Вообще-то, в библиотеку ходили редко, и, как заметил Юра, только взрослые, детей в деревне не имелось. Однажды он спросил у Евдокии о данном феномене и получил неприятный ответ: мы боимся детей. Первая реакция Юры была удивленной:

- Почему ? - Она нахмурилась и не стала отвечать, а на ночь ему было постелено не рядом, как обычно, а в углу у окна, где он спал первую неделю жизни у нее.

Второй вопрос вылупился из Юриного опыта следователя: а кто это мы? Она пожала неопределенно плечами и посоветовала узнать больше о жителях Подпольного, и очень многие вопросы отпадут сами собой. Никодимов начал с нее.

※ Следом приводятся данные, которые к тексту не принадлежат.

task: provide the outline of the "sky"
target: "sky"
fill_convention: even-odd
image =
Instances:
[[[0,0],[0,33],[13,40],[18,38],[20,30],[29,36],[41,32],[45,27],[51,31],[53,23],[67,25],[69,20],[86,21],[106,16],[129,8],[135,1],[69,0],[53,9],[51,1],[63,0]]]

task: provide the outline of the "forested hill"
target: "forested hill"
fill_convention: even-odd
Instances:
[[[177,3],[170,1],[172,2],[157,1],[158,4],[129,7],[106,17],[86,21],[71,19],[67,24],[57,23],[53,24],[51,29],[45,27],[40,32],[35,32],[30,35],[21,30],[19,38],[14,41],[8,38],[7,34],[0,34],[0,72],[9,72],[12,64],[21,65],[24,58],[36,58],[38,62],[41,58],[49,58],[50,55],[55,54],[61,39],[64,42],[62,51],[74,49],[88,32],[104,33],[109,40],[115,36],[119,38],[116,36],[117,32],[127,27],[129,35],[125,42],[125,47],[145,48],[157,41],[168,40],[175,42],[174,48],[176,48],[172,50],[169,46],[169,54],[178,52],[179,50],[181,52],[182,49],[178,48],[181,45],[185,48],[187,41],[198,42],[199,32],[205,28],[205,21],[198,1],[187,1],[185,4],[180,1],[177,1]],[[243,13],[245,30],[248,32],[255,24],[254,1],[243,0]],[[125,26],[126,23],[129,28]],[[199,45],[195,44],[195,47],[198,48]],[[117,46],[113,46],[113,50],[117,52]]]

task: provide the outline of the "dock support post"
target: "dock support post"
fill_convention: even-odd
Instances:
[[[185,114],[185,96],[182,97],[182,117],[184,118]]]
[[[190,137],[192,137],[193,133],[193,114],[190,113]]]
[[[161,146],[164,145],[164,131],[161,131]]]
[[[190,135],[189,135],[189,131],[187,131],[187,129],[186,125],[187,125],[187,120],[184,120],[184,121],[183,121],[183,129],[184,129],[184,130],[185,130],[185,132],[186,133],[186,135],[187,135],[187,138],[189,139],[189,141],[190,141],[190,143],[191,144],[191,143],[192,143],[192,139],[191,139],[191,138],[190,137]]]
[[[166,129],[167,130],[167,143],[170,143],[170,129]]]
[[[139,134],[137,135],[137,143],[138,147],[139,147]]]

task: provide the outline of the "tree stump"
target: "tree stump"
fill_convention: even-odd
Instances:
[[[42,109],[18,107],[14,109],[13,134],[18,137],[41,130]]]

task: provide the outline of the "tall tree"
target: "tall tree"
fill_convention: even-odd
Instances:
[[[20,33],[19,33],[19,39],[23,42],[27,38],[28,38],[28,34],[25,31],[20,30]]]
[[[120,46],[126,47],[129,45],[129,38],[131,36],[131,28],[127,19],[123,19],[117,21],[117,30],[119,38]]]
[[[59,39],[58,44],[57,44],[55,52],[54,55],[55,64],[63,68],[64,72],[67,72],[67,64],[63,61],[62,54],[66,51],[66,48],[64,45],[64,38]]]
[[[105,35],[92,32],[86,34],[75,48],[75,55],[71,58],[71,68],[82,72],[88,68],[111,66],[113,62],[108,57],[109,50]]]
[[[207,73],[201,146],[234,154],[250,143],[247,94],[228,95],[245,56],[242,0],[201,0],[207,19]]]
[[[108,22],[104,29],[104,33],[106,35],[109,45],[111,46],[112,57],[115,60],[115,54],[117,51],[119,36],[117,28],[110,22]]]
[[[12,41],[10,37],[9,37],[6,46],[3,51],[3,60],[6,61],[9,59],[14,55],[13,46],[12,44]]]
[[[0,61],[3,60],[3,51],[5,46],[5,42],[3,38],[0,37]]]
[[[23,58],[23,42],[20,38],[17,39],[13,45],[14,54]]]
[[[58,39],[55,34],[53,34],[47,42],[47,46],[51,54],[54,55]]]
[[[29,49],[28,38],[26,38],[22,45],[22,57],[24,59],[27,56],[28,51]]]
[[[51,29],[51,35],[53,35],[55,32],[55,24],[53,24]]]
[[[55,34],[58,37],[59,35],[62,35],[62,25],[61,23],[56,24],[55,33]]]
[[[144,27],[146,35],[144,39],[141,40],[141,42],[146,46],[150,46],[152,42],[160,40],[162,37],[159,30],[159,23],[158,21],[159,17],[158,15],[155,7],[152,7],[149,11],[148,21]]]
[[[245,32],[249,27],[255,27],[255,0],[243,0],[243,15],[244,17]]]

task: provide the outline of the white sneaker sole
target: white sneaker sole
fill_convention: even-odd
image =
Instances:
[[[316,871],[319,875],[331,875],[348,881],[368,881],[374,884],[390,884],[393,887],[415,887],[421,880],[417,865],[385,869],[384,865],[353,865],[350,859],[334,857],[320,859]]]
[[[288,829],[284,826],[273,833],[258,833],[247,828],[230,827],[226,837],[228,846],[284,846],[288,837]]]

Однажды, улучив часок, он отпросился с работы и пошел на место жительства.

Ключ небрежно лежал в уголке под крыльцом. Юра отпер дверь и замер на пороге.

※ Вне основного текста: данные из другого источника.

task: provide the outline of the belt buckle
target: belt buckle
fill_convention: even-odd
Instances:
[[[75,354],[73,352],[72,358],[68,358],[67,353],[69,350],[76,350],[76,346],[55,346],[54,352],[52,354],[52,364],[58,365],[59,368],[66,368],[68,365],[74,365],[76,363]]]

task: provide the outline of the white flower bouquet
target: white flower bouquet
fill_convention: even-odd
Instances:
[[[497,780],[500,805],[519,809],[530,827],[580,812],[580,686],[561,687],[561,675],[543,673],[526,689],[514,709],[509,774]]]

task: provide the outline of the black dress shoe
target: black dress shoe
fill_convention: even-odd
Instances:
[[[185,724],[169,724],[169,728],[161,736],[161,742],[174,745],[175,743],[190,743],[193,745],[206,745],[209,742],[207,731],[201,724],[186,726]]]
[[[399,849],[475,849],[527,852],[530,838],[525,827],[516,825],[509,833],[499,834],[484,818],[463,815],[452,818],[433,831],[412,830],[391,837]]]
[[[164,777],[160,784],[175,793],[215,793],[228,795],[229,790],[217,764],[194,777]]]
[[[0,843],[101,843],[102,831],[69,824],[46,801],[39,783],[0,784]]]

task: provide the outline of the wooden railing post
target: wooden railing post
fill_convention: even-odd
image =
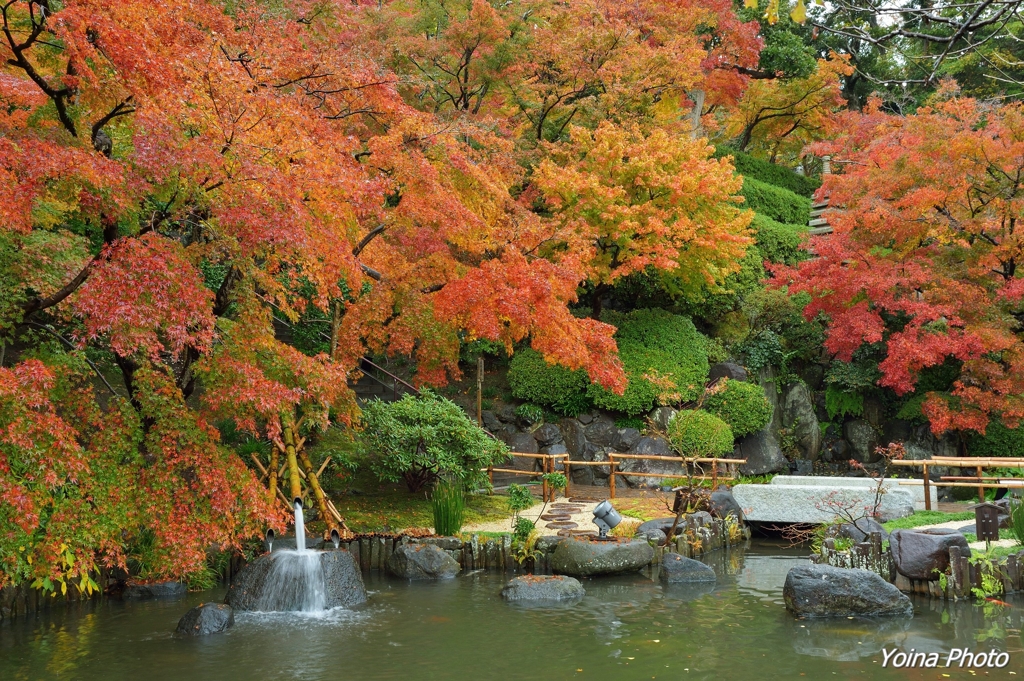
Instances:
[[[932,510],[932,490],[928,480],[928,464],[922,464],[925,469],[925,510]]]
[[[615,455],[608,455],[608,496],[615,498]]]

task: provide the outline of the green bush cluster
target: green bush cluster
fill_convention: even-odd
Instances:
[[[722,146],[716,150],[715,156],[718,158],[731,156],[733,167],[736,169],[736,172],[743,177],[753,177],[754,179],[761,180],[762,182],[767,182],[768,184],[774,184],[775,186],[788,189],[790,191],[798,194],[802,197],[811,198],[814,195],[814,191],[821,186],[821,179],[818,177],[805,177],[804,175],[798,175],[785,166],[780,166],[768,161],[762,161],[761,159],[755,158],[750,154],[736,152],[735,150],[730,150],[727,146]]]
[[[527,348],[513,355],[508,382],[514,397],[547,405],[566,416],[579,416],[592,407],[587,373],[548,364],[537,350]]]
[[[744,177],[739,194],[746,200],[746,208],[778,222],[807,224],[811,219],[811,200],[780,186]]]
[[[594,406],[635,416],[657,403],[660,388],[644,378],[656,374],[676,385],[683,401],[700,395],[709,371],[708,339],[688,317],[639,309],[628,314],[609,312],[604,321],[618,327],[615,340],[628,379],[624,394],[590,383],[582,370],[550,365],[530,349],[516,353],[509,365],[512,394],[566,416],[578,416]]]
[[[651,374],[671,379],[681,401],[700,395],[710,369],[708,339],[689,317],[639,309],[608,314],[606,321],[618,327],[615,340],[629,383],[622,395],[592,384],[588,394],[595,405],[629,415],[650,411],[660,394],[660,388],[644,378]]]
[[[455,402],[430,390],[362,408],[360,444],[381,479],[404,480],[417,492],[438,478],[473,490],[487,484],[486,467],[508,458],[508,446],[489,437]]]
[[[1024,457],[1024,427],[1007,428],[1002,422],[992,420],[985,434],[971,431],[967,436],[969,457]]]
[[[732,452],[732,429],[714,414],[680,412],[669,422],[669,441],[684,457],[720,457]]]
[[[807,251],[800,248],[801,240],[807,233],[807,224],[785,224],[767,215],[755,215],[751,222],[758,243],[758,251],[769,262],[795,265],[807,259]]]
[[[724,379],[718,390],[705,398],[710,414],[729,424],[733,435],[742,437],[757,432],[771,420],[771,405],[756,383]]]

Сени: лавка с тремя ведрами воды, короткий полынный веник, зачуханный печной совок, тряпка перед входом в горницу. Прошелся, потоптал по доскам, вроде пустоты под ними не чувствуется. Пожал плечами, постарался зайти в комнаты как в новое место. Постоял - осмотрелся: печка, слева вместительный кухонный стол, на стене отрывной календарик и зеркало, пара стульев, у окна лежанка, на подоконнике радиоприемник, у стены этажерка со старыми, года за три-четыре, газетами и журналами. Нормальное, как говорят французы, aitres. Снял ботинки и прошел во вторую комнату с двуспальной кроватью, трельяжем, трехстворчатым платяным шкафом и еще двумя стульями. Подставил один рядом со шкафом, взгромоздился, заглянул сверху - пыль, паутина, мелочь медная советская валяется. Сел и стал вспоминать, что обычно, когда не знают человека, но хотят установить более близкие отношения, ему предлагают: поужинать, выпить, но разговор не получается - значит, припомнил Никодимов примерно подобную ситуацию с ним же в Воронеже, предлагают посмотреть фотографии. Ему Евдокия предлагала? Нет, ни в первый вечер, ни в последующие, она в основном расспрашивала его, а он с охоткой рассказывал, стараясь выглядеть получше, чтоб, значит, не выгнала на улицу. Что ж, попробуем сейчас найти. Раскрыл створки шкафа и стал методически перебирать белье: верх - нет, середина - нет, открыл среднее отделение - пальто, плащ, зимние сапоги, тапочки, так - толстая картонная коробка из-под, времен тридцатых годов, набора первоклассника.